JEREMY Irvine will make his West End debut in Sam Shepard’s Pulitzer and Obie prize-winning play Buried Child, which runs at Trafalgar Studios for a strictly limited season – from November 14, 2016 to February 18, 2017.

Irvine will be taking on the role of Vince, and starring alongside the previously announced Ed Harris and Amy Madigan, who will both be reprising their roles of Dodge and Halie respectively. Further casting will be announced in due course.

One of the most exciting young British actors of his generation, Jeremy Irvine was discovered by Steven Spielberg for the starring role in his epic war film War Horse in 2011. Irvine subsequently earned widespread critical acclaim for his role opposite Dakota Fanning in the independent film Now Is Good, leading critics to list him among Hollywood’s fastest-rising stars.
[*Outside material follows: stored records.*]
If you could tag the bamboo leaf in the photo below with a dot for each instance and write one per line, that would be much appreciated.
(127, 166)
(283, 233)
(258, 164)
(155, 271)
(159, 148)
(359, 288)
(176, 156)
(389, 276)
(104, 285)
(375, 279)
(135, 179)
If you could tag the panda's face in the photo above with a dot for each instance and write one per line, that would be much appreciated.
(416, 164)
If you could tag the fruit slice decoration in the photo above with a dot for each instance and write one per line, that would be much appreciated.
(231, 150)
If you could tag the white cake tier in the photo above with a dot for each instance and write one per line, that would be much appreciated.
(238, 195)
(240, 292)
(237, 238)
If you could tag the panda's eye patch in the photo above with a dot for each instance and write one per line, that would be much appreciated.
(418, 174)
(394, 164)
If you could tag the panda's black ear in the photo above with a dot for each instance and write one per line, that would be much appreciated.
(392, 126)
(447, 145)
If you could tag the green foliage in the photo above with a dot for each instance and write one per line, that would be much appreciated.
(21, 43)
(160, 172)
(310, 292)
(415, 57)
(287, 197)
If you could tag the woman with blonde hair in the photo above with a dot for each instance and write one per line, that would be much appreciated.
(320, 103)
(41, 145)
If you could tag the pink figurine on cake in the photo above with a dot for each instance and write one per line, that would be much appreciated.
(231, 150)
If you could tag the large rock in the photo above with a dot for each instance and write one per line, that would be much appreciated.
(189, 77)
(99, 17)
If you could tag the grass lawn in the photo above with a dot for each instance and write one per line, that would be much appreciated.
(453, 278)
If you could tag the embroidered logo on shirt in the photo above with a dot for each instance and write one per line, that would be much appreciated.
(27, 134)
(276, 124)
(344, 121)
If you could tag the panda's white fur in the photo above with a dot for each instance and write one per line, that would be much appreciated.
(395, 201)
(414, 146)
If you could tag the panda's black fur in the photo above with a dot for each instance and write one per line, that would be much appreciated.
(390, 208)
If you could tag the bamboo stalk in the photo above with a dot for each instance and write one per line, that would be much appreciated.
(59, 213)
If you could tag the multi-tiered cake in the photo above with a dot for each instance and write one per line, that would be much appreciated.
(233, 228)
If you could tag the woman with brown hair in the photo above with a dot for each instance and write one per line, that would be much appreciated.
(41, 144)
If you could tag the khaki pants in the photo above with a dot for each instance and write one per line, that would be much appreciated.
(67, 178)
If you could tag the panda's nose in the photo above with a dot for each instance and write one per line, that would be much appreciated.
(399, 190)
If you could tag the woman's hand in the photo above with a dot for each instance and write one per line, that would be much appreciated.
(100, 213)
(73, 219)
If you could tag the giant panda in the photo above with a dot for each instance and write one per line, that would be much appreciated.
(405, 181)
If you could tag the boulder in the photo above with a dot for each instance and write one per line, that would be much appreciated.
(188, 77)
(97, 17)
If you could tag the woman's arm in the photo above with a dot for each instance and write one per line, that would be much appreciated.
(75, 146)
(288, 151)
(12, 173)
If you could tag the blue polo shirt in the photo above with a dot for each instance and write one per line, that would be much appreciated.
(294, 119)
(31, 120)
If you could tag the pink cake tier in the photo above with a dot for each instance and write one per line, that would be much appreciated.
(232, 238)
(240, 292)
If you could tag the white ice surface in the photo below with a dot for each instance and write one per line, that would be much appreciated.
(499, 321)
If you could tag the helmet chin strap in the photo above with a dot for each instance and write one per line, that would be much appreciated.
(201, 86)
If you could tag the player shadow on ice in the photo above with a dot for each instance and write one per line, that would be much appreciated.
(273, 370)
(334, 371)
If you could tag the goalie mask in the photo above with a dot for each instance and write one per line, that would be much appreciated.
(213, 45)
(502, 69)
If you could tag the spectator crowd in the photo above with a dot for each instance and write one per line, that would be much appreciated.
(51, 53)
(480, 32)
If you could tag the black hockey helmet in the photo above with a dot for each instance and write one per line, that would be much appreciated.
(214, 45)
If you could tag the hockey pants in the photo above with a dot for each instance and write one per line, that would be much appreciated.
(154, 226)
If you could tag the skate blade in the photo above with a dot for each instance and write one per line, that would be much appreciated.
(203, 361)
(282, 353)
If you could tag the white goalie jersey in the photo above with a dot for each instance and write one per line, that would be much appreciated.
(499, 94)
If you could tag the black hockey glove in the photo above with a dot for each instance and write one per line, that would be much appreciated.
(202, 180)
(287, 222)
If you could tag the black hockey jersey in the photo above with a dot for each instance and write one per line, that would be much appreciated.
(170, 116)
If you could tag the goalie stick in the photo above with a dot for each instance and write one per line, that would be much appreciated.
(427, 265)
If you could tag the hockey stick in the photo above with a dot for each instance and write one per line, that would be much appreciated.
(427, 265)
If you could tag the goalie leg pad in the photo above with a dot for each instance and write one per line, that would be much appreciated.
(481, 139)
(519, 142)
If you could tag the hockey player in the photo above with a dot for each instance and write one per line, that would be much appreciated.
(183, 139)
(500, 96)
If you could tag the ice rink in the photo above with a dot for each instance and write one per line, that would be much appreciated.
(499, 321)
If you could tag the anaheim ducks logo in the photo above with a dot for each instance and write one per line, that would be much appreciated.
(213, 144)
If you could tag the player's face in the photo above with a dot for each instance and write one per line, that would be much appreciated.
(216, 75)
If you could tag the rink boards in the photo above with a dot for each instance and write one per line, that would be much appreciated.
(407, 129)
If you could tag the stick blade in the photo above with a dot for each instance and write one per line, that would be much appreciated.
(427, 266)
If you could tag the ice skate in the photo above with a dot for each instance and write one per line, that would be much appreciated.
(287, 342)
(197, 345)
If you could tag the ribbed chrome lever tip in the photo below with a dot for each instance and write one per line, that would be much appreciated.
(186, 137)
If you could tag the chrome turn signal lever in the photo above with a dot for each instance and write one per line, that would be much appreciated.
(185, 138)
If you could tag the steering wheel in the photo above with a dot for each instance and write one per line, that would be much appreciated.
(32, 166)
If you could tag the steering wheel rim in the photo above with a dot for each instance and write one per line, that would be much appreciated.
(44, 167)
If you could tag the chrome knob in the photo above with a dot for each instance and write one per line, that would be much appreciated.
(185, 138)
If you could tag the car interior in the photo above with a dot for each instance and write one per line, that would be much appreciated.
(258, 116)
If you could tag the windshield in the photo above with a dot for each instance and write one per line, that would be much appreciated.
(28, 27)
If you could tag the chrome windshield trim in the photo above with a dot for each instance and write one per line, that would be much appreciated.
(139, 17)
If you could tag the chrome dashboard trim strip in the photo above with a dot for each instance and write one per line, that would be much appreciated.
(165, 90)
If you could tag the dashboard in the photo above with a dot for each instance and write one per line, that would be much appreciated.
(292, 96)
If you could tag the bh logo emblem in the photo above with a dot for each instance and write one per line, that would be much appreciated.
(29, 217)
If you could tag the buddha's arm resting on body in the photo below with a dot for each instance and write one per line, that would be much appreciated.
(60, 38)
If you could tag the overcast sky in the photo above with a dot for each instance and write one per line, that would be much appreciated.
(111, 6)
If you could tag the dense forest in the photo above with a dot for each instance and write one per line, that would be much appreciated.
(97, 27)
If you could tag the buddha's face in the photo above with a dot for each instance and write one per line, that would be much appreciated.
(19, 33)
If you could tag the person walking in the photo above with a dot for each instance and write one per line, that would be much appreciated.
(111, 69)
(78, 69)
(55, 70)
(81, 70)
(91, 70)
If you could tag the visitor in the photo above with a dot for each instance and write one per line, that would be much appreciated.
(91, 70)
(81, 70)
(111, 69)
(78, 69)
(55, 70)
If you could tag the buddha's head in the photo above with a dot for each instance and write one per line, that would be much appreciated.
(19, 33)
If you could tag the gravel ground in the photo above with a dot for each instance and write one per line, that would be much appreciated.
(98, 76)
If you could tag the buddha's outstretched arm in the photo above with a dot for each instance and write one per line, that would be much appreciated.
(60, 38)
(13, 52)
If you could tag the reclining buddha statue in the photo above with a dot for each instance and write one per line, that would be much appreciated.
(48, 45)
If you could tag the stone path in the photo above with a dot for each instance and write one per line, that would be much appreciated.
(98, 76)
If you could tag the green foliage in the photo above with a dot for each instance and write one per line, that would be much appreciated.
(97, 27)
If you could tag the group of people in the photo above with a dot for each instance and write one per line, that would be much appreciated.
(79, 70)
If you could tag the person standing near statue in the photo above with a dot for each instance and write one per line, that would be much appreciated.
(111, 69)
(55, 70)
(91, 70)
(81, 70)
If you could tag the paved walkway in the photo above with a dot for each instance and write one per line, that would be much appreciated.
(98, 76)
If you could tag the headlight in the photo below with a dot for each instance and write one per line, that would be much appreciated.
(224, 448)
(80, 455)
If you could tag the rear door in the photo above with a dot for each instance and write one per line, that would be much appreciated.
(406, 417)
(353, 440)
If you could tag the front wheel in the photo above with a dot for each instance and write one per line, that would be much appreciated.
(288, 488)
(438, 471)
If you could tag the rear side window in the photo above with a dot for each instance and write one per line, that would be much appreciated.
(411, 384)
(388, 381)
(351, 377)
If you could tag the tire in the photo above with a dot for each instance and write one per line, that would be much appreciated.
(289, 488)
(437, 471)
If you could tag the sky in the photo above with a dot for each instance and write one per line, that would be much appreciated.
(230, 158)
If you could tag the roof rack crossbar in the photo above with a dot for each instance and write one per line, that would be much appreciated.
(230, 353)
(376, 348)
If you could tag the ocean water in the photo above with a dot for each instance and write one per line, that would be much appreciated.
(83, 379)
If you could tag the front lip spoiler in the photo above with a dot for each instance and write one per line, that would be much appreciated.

Now Is Good was followed by Mike Newell’s Great Expectations in which he starred as Pip.

In 2013, Irvine gained a reputation as a method actor after he dropped more than 25 pounds and performed his own torture scene stunts in the film adaptation of The Railway Man. Since then, he has starred in Stonewall, A Night in Old Mexico, The World Made Straight, Woman in Black 2: Angel of Death, Bad Education: The Movie and Beyond the Reach, in which he stars alongside Michael Douglas.

Irvine’s forthcoming films include Fallen (based on the bestselling book Billionaire Boys Club) alongside Taron Egerton, Kevin Spacey and Suki Waterhouse, and This Beautiful Fantastic, alongside Jessica Brown Findlay, Andrew Scott and Tom Wilkinson.

Buried Child finds Dodge and Halie barely hanging on to their farmland and their sanity while looking after their two wayward grown sons. When their grandson Vince arrives with his girlfriend, no one seems to recognize him, and confusion abounds. As Vince tries to make sense of the chaos, the rest of the family dances around a deep, dark secret.

Described as a wildly poetic and cuttingly funny take on the American family drama, Buried Child gleefully pulls apart the threadbare deluded visions of our families and our homes.